To the extent permitted by applicable law regulations, the Company, Winterflood, or any of their affiliates may from time to time, directly or indirectly, make certain purchases of, or arrangements to purchase, Shares outside the United States during the period in which the Tender Offer remains open for acceptance, including sales and purchases of Shares effected by Winterflood acting as market maker in the Shares. These purchases, or other arrangements, may occur either in the open market at prevailing prices or in private transactions at negotiated prices. To the extent permitted by applicable law and regulations, and subject to compliance with the condition of 14e-5 and any available exemption thereunder (including, Rule 13-5(b)(12), such purchases, or arrangements to purchase, will be effected outside the United States and made in compliance with applicable UK law and regulation, including the UK Listing Rules. Any information about such purchases will be disclosed as required in the United Kingdom and the United States and, if required, will be reported via the Regulatory Information Service of the London Stock Exchange. To the extent that such information is made public in the United Kingdom, this information will also be publicly available to Shareholders in the United States.
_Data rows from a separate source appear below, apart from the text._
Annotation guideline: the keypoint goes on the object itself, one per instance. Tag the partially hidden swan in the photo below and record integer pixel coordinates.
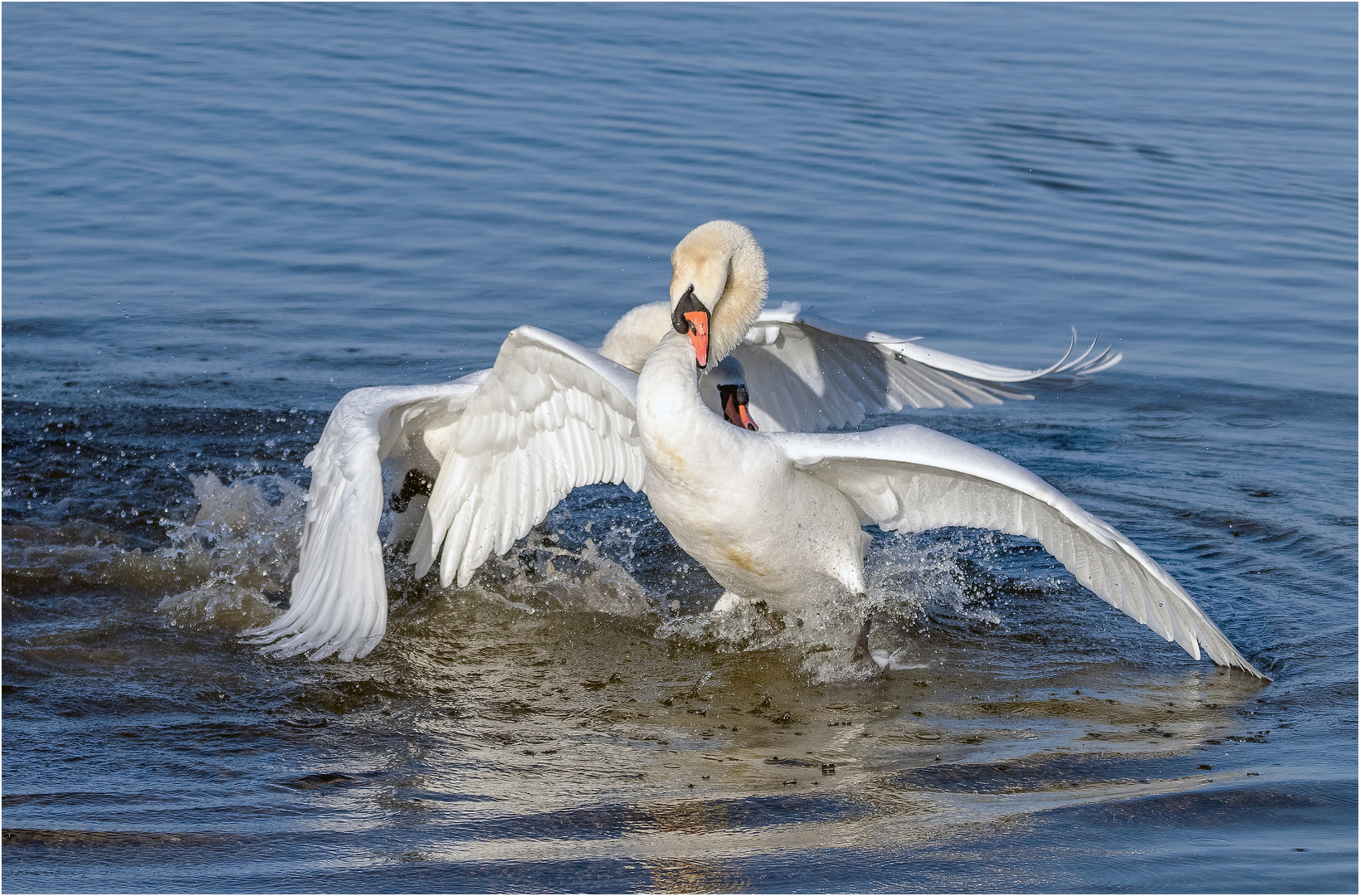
(773, 515)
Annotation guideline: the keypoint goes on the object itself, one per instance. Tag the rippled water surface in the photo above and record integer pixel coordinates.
(221, 218)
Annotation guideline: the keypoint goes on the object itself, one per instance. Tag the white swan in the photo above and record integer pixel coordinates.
(508, 445)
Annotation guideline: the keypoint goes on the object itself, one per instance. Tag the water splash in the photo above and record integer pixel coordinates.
(543, 576)
(238, 549)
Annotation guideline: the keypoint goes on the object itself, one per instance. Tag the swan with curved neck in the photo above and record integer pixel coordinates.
(734, 504)
(773, 515)
(777, 517)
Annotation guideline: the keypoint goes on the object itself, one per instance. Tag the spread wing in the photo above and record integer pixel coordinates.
(549, 416)
(909, 478)
(806, 373)
(339, 597)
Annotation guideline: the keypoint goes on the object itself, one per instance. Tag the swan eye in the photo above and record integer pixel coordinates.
(687, 304)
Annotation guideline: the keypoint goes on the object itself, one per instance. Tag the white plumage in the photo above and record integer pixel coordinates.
(506, 445)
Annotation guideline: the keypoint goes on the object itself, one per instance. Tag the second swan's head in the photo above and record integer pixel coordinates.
(719, 285)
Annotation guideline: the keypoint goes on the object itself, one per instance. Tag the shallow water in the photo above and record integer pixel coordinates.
(222, 218)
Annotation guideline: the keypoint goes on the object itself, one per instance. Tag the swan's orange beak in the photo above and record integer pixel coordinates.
(736, 414)
(699, 334)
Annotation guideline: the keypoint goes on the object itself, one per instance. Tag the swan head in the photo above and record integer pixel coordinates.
(719, 285)
(729, 380)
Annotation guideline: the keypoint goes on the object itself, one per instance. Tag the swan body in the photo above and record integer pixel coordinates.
(774, 515)
(777, 515)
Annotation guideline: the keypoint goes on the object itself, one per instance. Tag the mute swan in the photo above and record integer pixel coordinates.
(505, 445)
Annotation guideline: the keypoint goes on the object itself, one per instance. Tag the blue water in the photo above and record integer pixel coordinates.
(221, 218)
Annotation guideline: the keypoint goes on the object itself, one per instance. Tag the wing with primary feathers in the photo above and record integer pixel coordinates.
(339, 601)
(909, 478)
(551, 416)
(807, 374)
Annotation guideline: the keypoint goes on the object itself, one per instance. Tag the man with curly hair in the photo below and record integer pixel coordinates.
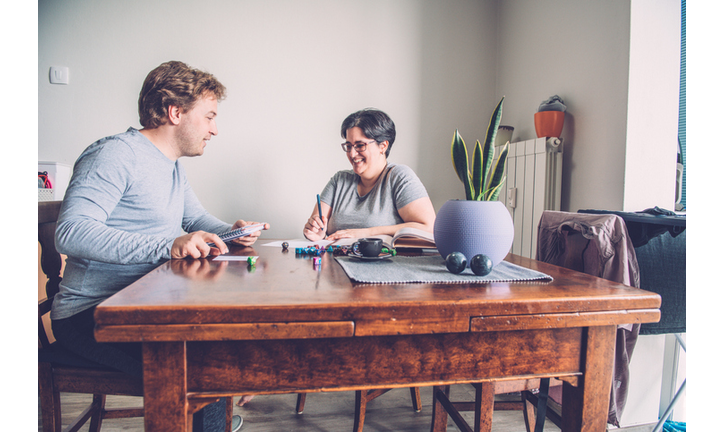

The receipt of cash pursuant to the Tender Offer may be a taxable transaction for U.S. federal income tax purposes. Each U.S. Shareholder should consult and seek individual tax advice from an appropriate professional adviser.
Neither the SEC nor any U.S. state securities commission has approved or disapproved of this transaction or pass upon the merits or fairness of such transaction or passed upon the adequacy of the information contained in the Circular. Any representation to the contrary is a criminal offence.
For the purposes of the Circular, the "United States", "United States of America", "U.S." and "US" means the United States of America, its territories and possessions (including Puerto Rico, the U.S. Virgin Islands, Guam, American Samoa, Wake Island and the Northern Mariana Islands), any state of the United States of America and the District of Columbia.
Important information
The Company's LEI number is X5XCIPCJQCSUF8H1FU83.
The Tender Offer is made only on the terms, and subject to the conditions, set out in the Circular (and, in the case of Shares held in certificated form, in the associated Tender Form).